Dans le milieu des dépisteurs professionnels, personne n'est dupe. Markov a ralenti, et ses jours de défenseur de premier duo sont terminés.

«Un joueur devient "exposé" en raison de son âge, surtout quand vient le temps de jouer contre des joueurs de premier plan», a indiqué un recruteur consulté par La Presse

«Si le Canadien avait le luxe de pouvoir le placer sur un deuxième ou un troisième duo, il jouerait beaucoup mieux. Il y a des soirées qui sont difficiles parce qu'il ne suit plus. L'âge est un facteur important, mais ses blessures au genou aussi.»

Jusqu'ici cette saison, Markov a passé 75% de son temps à forces égales aux côtés de P.K. Subban. S'il fut une époque où le jeu assuré du vétéran russe profitait à Subban, c'est aujourd'hui l'inverse.

Selon le site Puckalytics, qui comptabilise le rendement de chaque joueur avec ses coéquipiers (le WOWY, «With You Without You»), Markov affiche un différentiel de tentatives de lancer de 53,2% lorsqu'il joue avec Subban. Lorsque ce dernier n'est pas sur la glace, son différentiel Corsi chute à 48,2%.

En comparaison, lorsque Subban joue sans Markov, son Corsi grimpe à 56,3%. D'une certaine manière, Subban en est venu à traîner Markov.

«On est rendu là»

Un autre éclaireur qui a souvent eu la chance d'observer Markov au fil des ans estime qu'il n'est pas au bout du rouleau - même si, de son propre aveu, il a moins épié le Canadien récemment.

«Je crois plutôt qu'il est fatigué mentalement, et c'est toujours plus difficile quand l'équipe traverse une tempête, explique ce second intervenant. Markov doit jouer moins, mais c'est un cercle vicieux, car il a un caractère boudeur: moins il est utilisé, plus il boude, et il devient alors impatient et son jeu se détériore.»
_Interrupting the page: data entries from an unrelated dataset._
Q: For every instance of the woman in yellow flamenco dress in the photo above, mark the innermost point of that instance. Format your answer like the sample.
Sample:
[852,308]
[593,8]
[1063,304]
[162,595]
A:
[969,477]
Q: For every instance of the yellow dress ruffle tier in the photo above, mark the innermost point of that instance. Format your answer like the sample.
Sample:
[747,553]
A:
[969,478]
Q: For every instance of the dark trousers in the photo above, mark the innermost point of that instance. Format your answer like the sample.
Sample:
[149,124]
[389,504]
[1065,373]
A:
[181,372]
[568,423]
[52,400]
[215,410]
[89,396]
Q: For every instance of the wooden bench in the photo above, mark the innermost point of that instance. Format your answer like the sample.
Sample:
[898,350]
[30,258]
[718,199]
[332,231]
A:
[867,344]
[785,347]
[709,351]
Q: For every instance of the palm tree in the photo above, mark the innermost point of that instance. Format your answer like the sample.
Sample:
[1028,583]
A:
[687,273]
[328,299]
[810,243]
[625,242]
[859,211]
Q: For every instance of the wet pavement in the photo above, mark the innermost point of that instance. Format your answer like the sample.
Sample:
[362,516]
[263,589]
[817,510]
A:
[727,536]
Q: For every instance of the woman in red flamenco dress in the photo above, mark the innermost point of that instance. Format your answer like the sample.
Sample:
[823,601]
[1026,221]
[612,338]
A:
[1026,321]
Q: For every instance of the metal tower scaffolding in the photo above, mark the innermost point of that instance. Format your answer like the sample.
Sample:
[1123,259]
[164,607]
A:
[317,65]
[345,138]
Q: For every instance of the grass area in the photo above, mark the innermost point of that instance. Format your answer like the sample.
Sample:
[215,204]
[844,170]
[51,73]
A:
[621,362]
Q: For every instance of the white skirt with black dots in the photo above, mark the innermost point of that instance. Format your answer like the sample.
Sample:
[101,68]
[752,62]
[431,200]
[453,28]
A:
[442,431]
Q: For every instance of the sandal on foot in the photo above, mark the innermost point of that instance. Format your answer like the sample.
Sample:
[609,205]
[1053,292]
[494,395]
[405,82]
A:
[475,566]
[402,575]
S'il y a une forme de fatigue, qu'elle soit physique ou psychologique, Markov sera le premier à profiter de la pause du match des Étoiles la semaine prochaine. Mais ce sera bien temporaire: à plus long terme, les options pour remplacer ses minutes d'utilisation sont limitées.

Le plus facile, question de l'économiser, serait de lui enlever du temps en avantage numérique. Or, non seulement ce sont des minutes beaucoup moins exigeantes qu'à égalité numérique, mais Markov continue d'être assez productif avec l'avantage d'un homme. 

Cette année encore, Andrei Markov est premier chez les défenseurs du CH en ce qui a trait au nombre de buts marqués par tranches de 60 minutes lorsqu'il est sur la patinoire (7,88).

Mais c'est là une bien mince consolation compte tenu des rigueurs du jeu à cinq contre cinq.

«Le gars essaie du mieux qu'il le peut, mais il n'est plus capable de tenir le rythme», ajoute le premier éclaireur, qui assure d'ailleurs que les autres entraîneurs-chefs prennent soin de faire remarquer les carences de Markov à leurs joueurs et les invitent à exploiter son manque de mobilité.

«Les coachs de la LNH sont des gars brillants, c'est sûr qu'ils mettent ça dans leur plan de match. Ils vont demander à leurs joueurs d'envoyer la rondelle dans le coin de la patinoire et d'essayer de le déborder par l'extérieur. On en est rendu là avec Markov.»